Third treatment protocol: If Protocol 1 group and Protocol 2 group were nonresponsive after the second treatment: Solu-Medrol injection 2 mg/kg was given (intravenous ×3 days, changed to oral administration of prednisone tablets, and dosage gradually reduced until withdrawn, with a cycle of 1–2 weeks; if Protocol 3 was nonresponsive, IVIG 1g/kg was administered.
The body temperatures of all the pediatric patients with KD were under control after the third treatment.

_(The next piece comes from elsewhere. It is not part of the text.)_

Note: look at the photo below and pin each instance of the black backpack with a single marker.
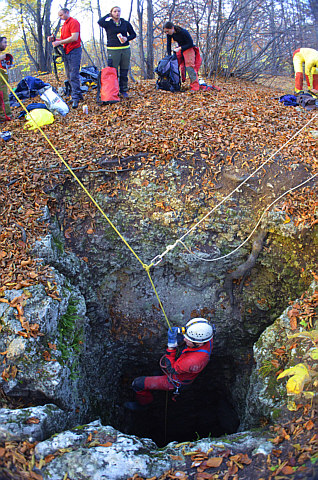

All patients were given immunoglobulins produced by the same company (Chengdu Rongsheng Pharmaceuticals Co., Ltd., under State Food and Drug Administration (SFDA) Approval No.: S19993042, 50 mL: 2.5 g/vial), aspirin enteric-coated tablets (Cisen Pharmaceutical Co., Ltd., under SFDA Approval No.: H37023270, 25 mg/tablet), Solu-Medrol injection (Pfizer Manufacturing Belgium NV, under imported drug reg. standard: JX20160069, 40 mg/vial), and prednisone acetate tablets (Zhejiang Xianju Pharmaceutical Co., Ltd., under SFDA Approval No.: H33021207, 5 mg/tablet).
Statistical analysis
SPSS19.0 was used for statistical analysis. The normal distribution data were expressed as mean ± standard deviation and checked using the independent-samples t test. The data with non-normal distribution were expressed as median (interquartile range) and compared using the Wilcoxon rank-sum test. The counting data were expressed as a percentage (%) and processed using the chi-square test. P value less than 0.05 was considered to be statistically significant.